Dealers should refocus on new car sales during the first quarter of 2010.
Many dealers have put non-scrappage scheme new car sales on the back burner to concentrate on aftersales and used cars during the recession.
However, figures and anecdotal evidence suggest that the new car market is now beginning the long climb towards a recovery, says Colin Bruder, managing director of motor industry consultancy Network Automotive. Dealers need to ensure that they have structured plans in place.
“Dealer profitability has been heavily biased towards aftersales and used car sales in the last 18 months, and dealer managers have been focusing their attention on getting the most out of these sectors, sometimes just to survive," he said.
“New car sales have often been neglected as a result or, where dealers have successfully used the scrappage scheme to drive sales, strategies have been heavily skewed towards generating sales through the Government subsidy.
“Now, what dealers need to do is formulate plans to maximise new car sales in what remains a tough market, but one which shows some signs of recovery.”

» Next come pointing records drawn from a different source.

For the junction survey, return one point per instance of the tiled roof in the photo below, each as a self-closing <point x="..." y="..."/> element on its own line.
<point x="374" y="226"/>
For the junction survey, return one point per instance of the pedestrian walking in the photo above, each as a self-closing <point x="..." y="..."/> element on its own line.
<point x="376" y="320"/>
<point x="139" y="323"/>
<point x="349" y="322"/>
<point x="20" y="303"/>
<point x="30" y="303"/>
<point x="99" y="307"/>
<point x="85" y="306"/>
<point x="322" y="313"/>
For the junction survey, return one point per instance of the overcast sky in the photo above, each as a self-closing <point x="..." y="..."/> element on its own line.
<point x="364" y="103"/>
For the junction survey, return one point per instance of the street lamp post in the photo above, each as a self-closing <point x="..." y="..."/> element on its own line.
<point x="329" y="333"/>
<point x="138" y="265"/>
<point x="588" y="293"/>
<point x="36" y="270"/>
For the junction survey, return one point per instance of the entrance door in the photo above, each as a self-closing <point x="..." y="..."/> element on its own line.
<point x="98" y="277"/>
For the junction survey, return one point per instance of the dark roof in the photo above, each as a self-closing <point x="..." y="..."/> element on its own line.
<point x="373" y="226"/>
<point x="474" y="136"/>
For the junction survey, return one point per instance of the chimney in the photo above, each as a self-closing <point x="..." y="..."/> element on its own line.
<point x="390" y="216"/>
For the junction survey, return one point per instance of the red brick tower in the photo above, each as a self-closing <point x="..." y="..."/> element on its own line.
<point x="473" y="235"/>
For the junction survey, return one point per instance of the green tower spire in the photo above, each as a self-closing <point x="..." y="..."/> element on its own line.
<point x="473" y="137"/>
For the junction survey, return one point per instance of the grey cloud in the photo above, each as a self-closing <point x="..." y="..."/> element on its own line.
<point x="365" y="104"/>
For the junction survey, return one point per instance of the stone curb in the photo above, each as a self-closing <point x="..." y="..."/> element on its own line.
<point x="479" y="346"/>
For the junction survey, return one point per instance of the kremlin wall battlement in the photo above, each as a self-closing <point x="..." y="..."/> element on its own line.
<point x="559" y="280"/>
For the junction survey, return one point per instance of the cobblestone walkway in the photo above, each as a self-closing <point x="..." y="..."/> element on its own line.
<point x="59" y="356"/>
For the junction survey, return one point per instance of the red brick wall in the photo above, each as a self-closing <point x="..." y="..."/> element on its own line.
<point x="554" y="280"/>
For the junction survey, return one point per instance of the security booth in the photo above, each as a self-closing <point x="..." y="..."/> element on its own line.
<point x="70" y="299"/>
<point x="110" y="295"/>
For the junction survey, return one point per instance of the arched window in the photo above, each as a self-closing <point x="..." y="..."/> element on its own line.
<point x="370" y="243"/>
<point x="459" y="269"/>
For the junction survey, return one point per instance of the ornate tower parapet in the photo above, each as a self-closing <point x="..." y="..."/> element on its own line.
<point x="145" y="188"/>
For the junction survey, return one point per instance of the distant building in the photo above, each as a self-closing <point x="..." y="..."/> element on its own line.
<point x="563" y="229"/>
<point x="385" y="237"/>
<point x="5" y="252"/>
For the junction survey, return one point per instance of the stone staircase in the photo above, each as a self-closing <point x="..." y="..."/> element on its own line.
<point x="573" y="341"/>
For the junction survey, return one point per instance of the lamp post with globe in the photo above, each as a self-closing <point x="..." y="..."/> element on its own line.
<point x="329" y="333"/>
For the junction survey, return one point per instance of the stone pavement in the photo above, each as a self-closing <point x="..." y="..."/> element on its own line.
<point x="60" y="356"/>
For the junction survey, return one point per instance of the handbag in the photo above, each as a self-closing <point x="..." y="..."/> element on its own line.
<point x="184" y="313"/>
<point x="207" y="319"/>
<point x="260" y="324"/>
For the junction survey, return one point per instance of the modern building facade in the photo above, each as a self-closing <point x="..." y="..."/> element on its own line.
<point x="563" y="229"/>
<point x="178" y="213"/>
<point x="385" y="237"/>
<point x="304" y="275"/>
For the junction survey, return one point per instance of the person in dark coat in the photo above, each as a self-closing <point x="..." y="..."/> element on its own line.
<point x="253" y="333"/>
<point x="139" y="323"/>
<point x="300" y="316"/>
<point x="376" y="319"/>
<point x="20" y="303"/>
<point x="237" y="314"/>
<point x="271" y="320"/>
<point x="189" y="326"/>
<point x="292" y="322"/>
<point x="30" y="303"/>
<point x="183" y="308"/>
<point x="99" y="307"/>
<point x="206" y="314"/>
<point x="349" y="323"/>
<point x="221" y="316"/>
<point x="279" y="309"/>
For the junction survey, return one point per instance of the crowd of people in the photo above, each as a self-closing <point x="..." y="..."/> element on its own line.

Bruder explained that dealers needed to look closely at all the potential customer groups open to them, how the models they sold could be presented in these sectors, how best use could be made of finance and other offers, and how to generate additional revenue from add-ons such as warranties and service plans.
He said: “Dealers really need to have a fundamental rethink where new car sales are concerned.
"Depending on their franchise, some are facing very different scenarios compared to pre-recessionary times.
"In the future, they may find that they are selling different models to different customers in different ways.
“In addition, there are several unknowns on the horizon, such as the arrival of electric and other alternative fuel cars.
"Dealers need to have a clear strategy in place, implement it thoroughly and monitor their results regularly.
“Many manufacturers have quite aggressive sales targets in place despite continuing market fragility.
"Whether these are realistic remains to be seen but what is certain is that there will be renewed accent on new car sales.”